For various files such as executable programs and code modules, lossless compression means that all of the data in a compressed format must be entirely recreated when the compression is reversed. This service is provided by technologies such as zip file tools, resulting in fully reconstructed datasets after unzipping the files.

In contrast, some data loss after compression may be acceptable for music, images, or video. Because even though the quality of the media may be impacted, these formats will still be consumable and helpful despite minimal data loss.

Lossless compression is achieved using a set of highly advanced algorithms. These include modeling the data for compression to see how much storage space may be saved without impacting the dataset's reconstruction. Experts point out that various lossless compression algorithms operate in different ways. Lossless compression can be defined as a technology that reduces storage requirements while preserving data integrity. Some of these algorithms function on the idea of plausible versus improbable data building, in which algorithms anticipate or forecast how datasets might be put together to reconstruct a file.

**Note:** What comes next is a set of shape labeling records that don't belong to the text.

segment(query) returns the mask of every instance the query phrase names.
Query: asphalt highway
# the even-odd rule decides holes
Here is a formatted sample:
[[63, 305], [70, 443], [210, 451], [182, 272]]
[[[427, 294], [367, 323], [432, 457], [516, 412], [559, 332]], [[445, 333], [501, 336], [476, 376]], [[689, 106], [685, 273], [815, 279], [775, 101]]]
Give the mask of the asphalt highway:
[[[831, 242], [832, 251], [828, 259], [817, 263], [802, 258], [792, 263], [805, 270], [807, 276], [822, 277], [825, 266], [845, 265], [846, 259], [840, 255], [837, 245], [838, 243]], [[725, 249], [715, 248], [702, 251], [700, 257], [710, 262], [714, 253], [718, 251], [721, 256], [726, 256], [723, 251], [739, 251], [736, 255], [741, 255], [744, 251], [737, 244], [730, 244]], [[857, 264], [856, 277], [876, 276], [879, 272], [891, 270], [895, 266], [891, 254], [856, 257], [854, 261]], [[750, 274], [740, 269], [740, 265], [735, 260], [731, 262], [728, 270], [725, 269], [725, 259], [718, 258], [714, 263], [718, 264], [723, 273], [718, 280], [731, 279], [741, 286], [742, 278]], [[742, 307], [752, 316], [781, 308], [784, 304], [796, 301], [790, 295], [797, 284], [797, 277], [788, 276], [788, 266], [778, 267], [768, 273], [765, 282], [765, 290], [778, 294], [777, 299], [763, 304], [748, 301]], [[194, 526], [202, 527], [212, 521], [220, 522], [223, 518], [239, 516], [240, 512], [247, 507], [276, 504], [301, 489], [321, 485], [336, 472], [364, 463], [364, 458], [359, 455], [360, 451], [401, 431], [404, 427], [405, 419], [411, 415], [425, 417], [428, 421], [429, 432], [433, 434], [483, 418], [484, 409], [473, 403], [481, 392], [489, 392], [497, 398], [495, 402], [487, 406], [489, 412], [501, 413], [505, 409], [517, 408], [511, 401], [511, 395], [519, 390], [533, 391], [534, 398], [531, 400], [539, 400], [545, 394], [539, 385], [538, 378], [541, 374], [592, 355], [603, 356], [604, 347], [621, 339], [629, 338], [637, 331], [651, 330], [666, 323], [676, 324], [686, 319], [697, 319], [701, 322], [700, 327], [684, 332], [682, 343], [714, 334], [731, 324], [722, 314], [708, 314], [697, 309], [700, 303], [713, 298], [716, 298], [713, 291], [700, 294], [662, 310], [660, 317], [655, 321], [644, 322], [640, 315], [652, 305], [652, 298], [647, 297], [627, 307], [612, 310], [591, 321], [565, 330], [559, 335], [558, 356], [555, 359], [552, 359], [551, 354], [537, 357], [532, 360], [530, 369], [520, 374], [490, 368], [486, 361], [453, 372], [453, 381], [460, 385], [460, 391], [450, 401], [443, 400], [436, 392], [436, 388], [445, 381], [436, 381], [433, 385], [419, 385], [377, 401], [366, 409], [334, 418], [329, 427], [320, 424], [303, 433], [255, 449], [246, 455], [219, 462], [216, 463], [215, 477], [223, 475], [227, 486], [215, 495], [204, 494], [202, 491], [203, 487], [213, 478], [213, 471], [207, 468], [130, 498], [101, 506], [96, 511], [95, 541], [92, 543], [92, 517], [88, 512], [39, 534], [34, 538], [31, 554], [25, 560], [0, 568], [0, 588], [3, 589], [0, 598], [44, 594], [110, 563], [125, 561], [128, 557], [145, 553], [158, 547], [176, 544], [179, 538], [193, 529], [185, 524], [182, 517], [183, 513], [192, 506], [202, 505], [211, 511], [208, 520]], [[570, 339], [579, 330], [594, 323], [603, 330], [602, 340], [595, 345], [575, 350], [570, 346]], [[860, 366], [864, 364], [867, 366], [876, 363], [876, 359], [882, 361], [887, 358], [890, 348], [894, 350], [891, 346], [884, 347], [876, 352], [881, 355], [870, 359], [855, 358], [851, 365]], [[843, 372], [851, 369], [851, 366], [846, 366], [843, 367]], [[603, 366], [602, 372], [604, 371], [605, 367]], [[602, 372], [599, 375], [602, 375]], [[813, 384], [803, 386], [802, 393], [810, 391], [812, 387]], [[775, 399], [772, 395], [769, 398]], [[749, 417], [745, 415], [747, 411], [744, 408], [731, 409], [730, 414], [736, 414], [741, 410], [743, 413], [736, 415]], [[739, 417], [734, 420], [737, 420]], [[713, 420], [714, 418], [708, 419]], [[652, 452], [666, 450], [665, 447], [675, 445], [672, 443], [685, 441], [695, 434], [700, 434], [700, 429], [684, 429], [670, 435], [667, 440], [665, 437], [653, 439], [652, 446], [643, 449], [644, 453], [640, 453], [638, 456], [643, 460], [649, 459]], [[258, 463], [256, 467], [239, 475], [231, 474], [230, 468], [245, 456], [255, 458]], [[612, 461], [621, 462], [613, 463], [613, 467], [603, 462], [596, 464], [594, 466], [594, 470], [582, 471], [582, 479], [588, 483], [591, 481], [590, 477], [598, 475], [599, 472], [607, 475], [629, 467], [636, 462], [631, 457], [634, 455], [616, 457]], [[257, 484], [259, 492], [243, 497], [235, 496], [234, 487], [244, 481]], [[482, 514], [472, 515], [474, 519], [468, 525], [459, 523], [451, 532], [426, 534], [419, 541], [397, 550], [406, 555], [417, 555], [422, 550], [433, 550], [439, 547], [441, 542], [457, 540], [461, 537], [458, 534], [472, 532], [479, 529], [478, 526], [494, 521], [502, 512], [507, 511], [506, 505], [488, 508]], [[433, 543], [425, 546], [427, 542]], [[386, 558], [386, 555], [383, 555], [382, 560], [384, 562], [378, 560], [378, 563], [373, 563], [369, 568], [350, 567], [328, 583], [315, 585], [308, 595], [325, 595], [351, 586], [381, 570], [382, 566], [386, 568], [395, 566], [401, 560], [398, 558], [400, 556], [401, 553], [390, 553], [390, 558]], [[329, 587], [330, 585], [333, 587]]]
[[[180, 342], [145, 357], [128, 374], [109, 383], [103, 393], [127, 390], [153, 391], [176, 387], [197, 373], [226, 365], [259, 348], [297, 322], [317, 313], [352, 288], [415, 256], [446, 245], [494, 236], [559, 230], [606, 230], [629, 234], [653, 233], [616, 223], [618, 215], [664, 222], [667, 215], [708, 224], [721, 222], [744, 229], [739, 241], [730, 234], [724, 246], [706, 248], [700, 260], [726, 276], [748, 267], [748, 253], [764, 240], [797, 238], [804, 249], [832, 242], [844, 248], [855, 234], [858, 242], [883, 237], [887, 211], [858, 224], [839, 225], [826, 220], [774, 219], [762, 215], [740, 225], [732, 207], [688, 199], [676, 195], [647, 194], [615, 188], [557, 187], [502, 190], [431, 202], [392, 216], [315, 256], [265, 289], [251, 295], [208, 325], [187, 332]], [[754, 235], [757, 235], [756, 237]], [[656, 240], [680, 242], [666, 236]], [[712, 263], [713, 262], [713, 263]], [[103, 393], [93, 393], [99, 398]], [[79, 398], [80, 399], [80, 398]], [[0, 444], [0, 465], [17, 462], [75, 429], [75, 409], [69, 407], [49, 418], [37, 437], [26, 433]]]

A closer examination of lossless compression algorithms reveals that many operate on the notion of removing or coping with duplication. These techniques can make the files smaller while offering a shorthand that machines can use to reconstruct the data later using strategies like "bit string substitutions" and data conversion. There are various approaches around this, including using helpful pointers to provide consistent values for extra data bits.

Difference between Lossy Compression and Lossless Compression

The following table highlights the important differences between Lossy Compression and Lossless Compression.

Lossy Compression
Lossless Compression
Data Elimination
By using lossy compression, you can get rid of bytes that are regarded as unnoticeable.
Even unnoticeable bytes are retained with lossless compression.
After lossy compression, a file cannot be restored to its original form.
After lossless compression, a file can be restored to its original form.
Quality suffers as a result of lossy compression. It leads to some level of data loss.
No quality degradation happens in lossless compression.
Lossy compression reduces the size of a file to a large extent.
Lossless compression reduces the size but less as compared to lossy compression.
Algorithm used
Transform coding, Discrete Cosine Transform, Discrete Wavelet transform, fractal compression, etc.
Run length encoding, Lempel-Ziv-Welch, Huffman Coding, Arithmetic encoding, etc.
Lossy compression is used to compress audio, video and images.
Lossless compression is used to compress files containing text, program codes, and other such critical data.
The data holding capacity of the lossy compression approach is quite significant.
Lossless compression has low data holding capacity as compared to lossy compression.


From the above discussion, we can conclude that Lossy compression leads to some level of data loss and degradation in quality while decompressing a file back to its original form, however it can be used effectively to compress multimedia and image files in order to reduce their size to a great extent so that they can be easily transported over the Web. Moreover, data degradation is tolerable to a certain extent in multimedia files. Lossless compression, on the other hand, is used to compress files containing text, program codes, and other such forms of data where any data loss would make the files useless.